Oui, totalement. Nous verrons à la fin. Il n’a pas voulu croire aux informations des services américains qui l’alertaient depuis octobre 2021 que Poutine se préparait à une guerre de grande envergure. Cela a pu avoir un impact sur la préparation du pays contre cette agression. Les Ukrainiens luttent dignement et gardent leur polémique pour plus tard, s’il doit y en avoir. Mais on peut penser qu’il sera interrogé sur son incrédulité face aux alertes venues de Washington.
Vladimir Poutine a probablement beaucoup de mépris pour Zelensky et d’agacement face à quelqu’un qu’il estime devoir lui obéir.
Dans son livre L’Engrenage, l’ancien officier du KGB Sergueï Jirnov écrit que Vladimir Poutine « méprise ceux qui baissent la tête devant lui. » Volodymyr Zelensky ne l’a pas fait. Quelle est l’opinion du président russe de son vis-à-vis ukrainien selon vous ? A-t-elle évolué depuis le 24 février ?

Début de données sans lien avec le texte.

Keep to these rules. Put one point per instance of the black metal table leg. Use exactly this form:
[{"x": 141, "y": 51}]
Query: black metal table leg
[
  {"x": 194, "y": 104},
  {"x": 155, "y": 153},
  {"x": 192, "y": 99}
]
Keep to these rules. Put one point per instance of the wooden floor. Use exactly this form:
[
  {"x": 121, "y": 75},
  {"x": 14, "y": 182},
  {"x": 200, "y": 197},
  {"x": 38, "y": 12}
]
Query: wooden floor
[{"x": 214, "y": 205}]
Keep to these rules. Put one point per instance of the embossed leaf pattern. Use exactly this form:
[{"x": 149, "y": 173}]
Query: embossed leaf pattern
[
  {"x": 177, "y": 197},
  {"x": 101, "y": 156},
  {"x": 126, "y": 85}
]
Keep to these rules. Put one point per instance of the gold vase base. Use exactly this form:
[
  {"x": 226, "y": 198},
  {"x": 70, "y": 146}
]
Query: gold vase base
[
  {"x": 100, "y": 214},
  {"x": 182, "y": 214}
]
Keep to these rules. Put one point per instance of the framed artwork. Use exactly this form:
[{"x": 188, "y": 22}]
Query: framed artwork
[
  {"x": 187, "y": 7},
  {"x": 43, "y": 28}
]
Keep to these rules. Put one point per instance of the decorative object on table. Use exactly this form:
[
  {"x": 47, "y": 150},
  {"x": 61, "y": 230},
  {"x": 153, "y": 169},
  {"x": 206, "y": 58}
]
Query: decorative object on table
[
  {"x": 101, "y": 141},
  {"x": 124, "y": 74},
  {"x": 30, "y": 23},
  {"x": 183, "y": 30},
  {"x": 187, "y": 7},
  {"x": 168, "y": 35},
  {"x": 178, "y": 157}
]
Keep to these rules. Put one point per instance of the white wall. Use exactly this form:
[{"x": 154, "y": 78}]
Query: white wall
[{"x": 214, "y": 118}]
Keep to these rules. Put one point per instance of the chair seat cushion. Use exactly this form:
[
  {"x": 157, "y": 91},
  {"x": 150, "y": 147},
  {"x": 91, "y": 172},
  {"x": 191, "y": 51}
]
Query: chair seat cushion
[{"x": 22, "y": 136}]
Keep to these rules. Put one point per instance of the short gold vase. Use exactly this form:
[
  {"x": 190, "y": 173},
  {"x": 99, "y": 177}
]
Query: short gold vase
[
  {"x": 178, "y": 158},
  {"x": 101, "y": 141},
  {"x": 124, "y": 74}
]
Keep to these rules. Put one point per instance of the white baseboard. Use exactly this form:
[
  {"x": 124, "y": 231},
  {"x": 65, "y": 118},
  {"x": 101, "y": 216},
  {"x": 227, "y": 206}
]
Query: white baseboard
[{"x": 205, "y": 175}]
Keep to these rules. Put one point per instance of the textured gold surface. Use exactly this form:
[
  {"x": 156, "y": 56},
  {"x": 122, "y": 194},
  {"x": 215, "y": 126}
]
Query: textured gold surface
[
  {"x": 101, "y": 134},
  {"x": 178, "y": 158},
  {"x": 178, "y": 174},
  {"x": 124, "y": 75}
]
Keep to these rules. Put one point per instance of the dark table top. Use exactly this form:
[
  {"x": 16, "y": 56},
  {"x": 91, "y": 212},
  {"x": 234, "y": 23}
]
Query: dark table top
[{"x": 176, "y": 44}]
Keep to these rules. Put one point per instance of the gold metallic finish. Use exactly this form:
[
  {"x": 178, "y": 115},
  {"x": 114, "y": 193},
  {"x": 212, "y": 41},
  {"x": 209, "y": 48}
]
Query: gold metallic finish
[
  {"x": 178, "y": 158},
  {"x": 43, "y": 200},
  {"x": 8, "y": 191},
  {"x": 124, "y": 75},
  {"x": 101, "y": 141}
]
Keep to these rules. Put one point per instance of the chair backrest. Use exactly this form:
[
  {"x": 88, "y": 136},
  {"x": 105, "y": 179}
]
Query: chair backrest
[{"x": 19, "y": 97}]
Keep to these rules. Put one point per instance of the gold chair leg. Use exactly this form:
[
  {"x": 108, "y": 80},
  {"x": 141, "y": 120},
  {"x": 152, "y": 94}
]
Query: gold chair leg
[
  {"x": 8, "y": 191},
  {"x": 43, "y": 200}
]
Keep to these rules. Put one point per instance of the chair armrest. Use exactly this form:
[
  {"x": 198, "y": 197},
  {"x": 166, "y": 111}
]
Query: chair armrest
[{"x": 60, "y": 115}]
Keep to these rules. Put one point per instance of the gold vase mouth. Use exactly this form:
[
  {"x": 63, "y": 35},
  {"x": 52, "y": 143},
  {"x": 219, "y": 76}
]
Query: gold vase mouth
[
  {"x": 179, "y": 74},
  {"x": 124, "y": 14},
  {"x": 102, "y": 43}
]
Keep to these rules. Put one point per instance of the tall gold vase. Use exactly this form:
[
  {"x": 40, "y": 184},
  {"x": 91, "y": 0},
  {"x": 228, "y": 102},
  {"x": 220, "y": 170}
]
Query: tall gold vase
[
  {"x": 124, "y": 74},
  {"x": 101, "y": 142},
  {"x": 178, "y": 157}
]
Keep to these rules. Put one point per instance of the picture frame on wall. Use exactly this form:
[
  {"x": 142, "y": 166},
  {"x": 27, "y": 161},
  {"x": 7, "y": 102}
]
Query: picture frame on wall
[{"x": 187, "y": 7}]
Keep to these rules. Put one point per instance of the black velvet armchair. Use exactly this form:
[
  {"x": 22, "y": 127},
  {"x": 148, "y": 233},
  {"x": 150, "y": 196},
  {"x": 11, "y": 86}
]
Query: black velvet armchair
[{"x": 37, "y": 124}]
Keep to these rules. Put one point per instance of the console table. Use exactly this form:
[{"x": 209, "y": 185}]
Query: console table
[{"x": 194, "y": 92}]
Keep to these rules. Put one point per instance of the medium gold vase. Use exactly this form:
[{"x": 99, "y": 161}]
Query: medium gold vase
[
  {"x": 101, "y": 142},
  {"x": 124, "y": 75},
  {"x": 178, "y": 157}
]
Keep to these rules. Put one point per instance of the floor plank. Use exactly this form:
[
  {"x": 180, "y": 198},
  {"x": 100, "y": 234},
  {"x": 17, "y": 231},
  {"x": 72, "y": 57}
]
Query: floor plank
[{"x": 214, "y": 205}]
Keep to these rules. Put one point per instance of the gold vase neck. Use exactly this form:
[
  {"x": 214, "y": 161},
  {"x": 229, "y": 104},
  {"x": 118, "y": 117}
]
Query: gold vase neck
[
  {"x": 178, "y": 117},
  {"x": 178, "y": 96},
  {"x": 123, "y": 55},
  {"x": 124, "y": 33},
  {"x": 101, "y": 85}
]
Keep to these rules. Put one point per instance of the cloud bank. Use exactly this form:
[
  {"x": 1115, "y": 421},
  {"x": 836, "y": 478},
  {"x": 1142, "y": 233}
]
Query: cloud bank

Difficile à dire tant le discours de Poutine est déterminé par ses ambitions et projets politiques. Difficile à dire aussi tant il a été mal informé sur la situation en Ukraine, et donc du fait qu’on ne sait pas quelles informations le FSB peut bien lui mettre sur son bureau quant à son homologue ukrainien. Mais Poutine a probablement beaucoup de mépris pour Zelensky et d’agacement face à quelqu’un qu’il estime devoir lui obéir.
Il doit aussi comprendre, même s’il prend cela pour un jeu, que Zelensky n’est pas seul à décider lui. Et que ce que Poutine estime être une faiblesse de Zelensky, le fait qu’il ne décide pas seul en Ukraine, est aussi une force.

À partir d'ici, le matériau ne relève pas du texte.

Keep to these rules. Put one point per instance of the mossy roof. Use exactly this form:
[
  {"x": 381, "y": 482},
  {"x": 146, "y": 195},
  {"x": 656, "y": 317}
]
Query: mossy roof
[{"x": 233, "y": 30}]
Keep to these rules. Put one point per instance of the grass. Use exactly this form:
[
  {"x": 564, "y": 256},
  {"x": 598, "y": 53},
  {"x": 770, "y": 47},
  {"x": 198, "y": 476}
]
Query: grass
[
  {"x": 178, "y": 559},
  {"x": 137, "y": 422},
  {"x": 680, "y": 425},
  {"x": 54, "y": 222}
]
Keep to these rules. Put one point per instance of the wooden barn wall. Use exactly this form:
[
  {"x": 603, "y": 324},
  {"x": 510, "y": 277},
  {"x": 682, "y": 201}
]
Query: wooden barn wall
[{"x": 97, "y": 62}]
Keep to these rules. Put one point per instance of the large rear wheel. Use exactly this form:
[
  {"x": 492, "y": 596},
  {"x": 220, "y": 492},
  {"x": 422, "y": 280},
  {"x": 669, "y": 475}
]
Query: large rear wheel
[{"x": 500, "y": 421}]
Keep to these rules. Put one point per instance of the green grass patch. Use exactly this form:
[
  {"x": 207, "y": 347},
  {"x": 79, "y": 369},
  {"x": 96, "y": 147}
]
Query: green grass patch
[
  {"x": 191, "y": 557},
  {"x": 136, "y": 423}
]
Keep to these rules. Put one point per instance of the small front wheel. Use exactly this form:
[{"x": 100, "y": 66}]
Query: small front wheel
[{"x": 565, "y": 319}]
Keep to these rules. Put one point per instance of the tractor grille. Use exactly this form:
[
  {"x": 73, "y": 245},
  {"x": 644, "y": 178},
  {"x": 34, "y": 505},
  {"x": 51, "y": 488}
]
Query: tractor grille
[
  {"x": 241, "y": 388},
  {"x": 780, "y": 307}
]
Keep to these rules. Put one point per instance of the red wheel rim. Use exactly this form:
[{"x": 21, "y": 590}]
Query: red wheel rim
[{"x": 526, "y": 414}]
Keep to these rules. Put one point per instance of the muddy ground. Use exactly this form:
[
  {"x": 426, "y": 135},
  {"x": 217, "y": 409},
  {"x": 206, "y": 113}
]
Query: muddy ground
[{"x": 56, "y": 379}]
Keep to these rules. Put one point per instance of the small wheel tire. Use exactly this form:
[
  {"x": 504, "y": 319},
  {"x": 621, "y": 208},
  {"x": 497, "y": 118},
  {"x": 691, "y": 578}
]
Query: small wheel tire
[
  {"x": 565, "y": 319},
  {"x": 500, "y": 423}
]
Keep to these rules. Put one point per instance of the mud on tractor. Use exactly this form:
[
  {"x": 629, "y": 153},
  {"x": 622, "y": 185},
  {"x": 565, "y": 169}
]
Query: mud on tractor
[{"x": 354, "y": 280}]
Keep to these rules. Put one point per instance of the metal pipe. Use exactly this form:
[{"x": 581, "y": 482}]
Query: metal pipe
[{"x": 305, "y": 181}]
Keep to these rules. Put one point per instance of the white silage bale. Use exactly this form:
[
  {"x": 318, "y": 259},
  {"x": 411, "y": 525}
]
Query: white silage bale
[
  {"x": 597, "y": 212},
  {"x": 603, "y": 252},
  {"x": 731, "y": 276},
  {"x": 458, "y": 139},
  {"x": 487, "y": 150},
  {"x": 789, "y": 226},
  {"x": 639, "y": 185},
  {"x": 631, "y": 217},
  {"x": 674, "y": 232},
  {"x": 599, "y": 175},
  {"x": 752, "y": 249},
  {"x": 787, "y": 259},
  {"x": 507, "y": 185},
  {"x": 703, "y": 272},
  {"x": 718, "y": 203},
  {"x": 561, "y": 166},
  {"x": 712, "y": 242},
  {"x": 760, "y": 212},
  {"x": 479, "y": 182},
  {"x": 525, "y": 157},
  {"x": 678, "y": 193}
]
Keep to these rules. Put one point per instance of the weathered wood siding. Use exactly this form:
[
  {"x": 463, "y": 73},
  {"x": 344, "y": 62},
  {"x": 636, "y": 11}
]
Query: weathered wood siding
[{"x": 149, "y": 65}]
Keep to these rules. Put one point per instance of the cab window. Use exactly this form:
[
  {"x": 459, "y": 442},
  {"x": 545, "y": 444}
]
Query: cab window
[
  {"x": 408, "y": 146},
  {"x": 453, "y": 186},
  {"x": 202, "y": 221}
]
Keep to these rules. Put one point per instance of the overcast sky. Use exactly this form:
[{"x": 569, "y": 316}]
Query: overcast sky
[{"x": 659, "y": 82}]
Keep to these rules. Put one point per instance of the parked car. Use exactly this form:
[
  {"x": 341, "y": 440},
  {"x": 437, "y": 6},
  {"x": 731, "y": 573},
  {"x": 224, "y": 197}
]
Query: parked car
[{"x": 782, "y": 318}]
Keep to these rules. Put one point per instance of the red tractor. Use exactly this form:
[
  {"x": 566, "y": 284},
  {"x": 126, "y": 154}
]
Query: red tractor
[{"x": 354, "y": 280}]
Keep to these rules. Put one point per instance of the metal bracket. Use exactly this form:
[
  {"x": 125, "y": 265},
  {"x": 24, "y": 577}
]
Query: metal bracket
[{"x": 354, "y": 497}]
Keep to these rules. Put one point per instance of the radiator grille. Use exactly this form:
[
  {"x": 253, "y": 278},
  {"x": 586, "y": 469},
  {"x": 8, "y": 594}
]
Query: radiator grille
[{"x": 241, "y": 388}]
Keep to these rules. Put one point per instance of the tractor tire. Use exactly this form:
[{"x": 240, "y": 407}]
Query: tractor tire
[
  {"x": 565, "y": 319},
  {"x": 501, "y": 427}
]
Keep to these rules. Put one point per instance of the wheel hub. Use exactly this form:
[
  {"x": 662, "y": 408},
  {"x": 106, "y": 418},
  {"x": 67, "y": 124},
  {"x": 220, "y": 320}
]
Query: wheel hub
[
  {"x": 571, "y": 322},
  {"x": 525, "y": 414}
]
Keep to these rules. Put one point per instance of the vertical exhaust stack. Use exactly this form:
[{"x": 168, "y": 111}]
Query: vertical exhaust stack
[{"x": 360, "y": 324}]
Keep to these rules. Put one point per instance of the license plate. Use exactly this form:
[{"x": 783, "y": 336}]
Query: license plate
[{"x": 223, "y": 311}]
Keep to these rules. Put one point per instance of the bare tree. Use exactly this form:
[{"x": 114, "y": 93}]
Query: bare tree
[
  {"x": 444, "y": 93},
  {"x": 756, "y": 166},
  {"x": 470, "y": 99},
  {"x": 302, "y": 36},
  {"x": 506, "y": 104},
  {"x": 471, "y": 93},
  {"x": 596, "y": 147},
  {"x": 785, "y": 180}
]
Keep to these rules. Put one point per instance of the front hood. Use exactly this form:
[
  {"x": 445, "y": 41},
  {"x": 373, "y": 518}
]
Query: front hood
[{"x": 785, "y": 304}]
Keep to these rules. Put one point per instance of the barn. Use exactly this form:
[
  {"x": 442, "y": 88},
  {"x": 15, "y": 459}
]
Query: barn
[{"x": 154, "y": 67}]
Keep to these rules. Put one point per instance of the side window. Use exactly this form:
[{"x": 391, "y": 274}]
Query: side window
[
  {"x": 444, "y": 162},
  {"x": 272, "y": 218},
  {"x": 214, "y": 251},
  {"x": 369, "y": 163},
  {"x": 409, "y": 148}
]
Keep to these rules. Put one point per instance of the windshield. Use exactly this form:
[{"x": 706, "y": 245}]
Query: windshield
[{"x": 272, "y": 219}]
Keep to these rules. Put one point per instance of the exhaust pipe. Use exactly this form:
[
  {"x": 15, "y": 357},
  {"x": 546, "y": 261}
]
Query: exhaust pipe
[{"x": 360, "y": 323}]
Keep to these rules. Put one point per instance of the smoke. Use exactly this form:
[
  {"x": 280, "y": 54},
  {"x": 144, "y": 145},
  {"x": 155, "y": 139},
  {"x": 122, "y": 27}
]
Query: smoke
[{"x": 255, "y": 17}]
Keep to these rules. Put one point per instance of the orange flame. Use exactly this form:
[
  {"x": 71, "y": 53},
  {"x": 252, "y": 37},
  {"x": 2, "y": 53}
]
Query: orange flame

Fin mars, Zelensky répondait aux questions de journalistes russes et à la question de savoir quelles concessions territoriales il était prêt à faire à Moscou, le président ukrainien a répliqué qu’il ne décidait pas et que c’était le peuple, via un referendum dument organisé, qui devrait décider. Cela rend autrement plus ardue la tâche de Poutine.

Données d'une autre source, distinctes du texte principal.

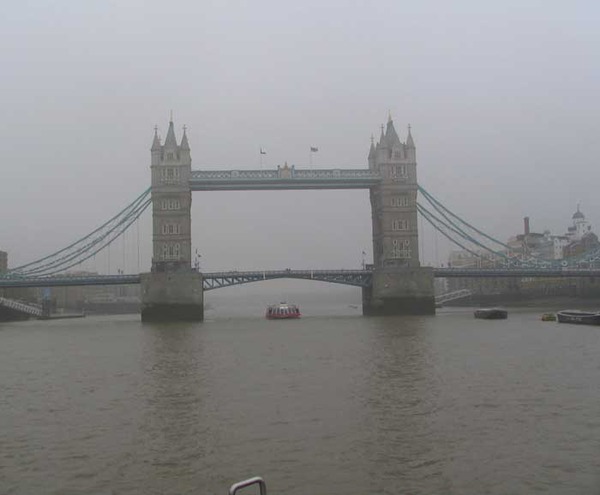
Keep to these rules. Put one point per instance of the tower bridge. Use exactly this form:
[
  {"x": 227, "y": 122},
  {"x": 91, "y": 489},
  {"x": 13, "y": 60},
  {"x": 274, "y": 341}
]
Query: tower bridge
[{"x": 396, "y": 283}]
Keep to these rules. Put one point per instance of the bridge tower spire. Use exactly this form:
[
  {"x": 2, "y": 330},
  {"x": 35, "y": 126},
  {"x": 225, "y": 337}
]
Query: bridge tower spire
[
  {"x": 400, "y": 285},
  {"x": 172, "y": 290}
]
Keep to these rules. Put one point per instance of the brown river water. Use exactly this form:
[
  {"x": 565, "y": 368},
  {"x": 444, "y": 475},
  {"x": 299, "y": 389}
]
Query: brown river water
[{"x": 331, "y": 404}]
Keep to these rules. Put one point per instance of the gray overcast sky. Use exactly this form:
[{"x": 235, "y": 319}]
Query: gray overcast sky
[{"x": 502, "y": 98}]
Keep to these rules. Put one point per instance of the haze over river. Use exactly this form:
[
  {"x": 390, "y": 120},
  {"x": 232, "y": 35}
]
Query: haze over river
[{"x": 331, "y": 404}]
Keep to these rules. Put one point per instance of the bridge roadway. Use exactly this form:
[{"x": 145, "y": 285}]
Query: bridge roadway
[{"x": 359, "y": 278}]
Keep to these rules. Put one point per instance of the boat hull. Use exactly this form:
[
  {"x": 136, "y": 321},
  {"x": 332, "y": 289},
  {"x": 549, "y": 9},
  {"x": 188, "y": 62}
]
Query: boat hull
[
  {"x": 578, "y": 317},
  {"x": 283, "y": 317},
  {"x": 491, "y": 314},
  {"x": 282, "y": 311}
]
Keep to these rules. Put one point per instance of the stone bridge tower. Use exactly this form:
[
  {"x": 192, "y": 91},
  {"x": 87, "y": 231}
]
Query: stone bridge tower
[
  {"x": 172, "y": 290},
  {"x": 400, "y": 285},
  {"x": 171, "y": 168}
]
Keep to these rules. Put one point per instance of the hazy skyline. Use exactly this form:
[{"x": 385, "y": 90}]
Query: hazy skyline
[{"x": 502, "y": 99}]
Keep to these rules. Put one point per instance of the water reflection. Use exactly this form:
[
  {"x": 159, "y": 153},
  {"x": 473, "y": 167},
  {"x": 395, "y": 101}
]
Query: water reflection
[
  {"x": 173, "y": 437},
  {"x": 401, "y": 400}
]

Entre Zelensky et Poutine, le second demeure le plus solide au sens où son régime est très verrouillé.
Entre Vladimir Poutine et Volodymyr Zelensky, lequel est le plus solide actuellement, en termes de soutien politique et institutionnel ?
La Russie et l’Ukraine sont des systèmes politiques très différents. La première est résolument passée dans la catégorie dictature quand la seconde tend de plus en plus à devenir démocratique. Mais c’est certainement Poutine qui demeure le plus solide au sens où son régime est très verrouillé, où les cercles dirigeants autour de lui, entre la carotte (à commencer par l’intéressement financier, via la corruption notamment) et le bâton (menace d’être détruits en un claquement de doigts), semblent tantôt non-désireux tantôt pas en mesure de quitter le navire poutinien.
J’ai lu avec grand intérêt votre étude sur les Cercles dirigeants russes et j’aurais une question pour vous à ce sujet. Nulle part ne voit-on apparaître le nom de Sergueï Roldouguine dans le palmarès des 100 personnes les plus influentes en Russie et je me demandais pourquoi ?
Rodoulguine n’est qu’un porte-monnaie, il n’a aucun pouvoir politique. J’ai basé mon étude entre autres sur 2 classements, qui valent ce qu’ils valent, établis selon les opinions d’experts politiques russes. Aucun n’a eu l’idée de faire apparaître Rodoulguine dans ceux-ci.
Travaillez-vous actuellement sur un prochain livre et, le cas échéant, accepteriez-vous d’en partager le sujet avec nous?
Non, pas de projet de livre pour le moment… Les mois qui viennent vont être consacrés à continuer à suivre et raconter la guerre en Ukraine avec cet angle particulier me concernant que je vais beaucoup écrire sur ses conséquences dans le reste de l’espace soviétique. En Géorgie notamment, avec plusieurs articles de presse et un gros rapport pour un think tank, sur les tensions que le pays connaît dans ce contexte. Mais j’écrirai aussi sur les autres pays de la zone, comme le Kazakhstan, l’Azerbaïdjan etc. Et puis je tâcherai d’aller en Ukraine à l’automne.
Merci infiniment pour la générosité de votre temps M. Genté. Je suis impatient de vous lire de nouveau.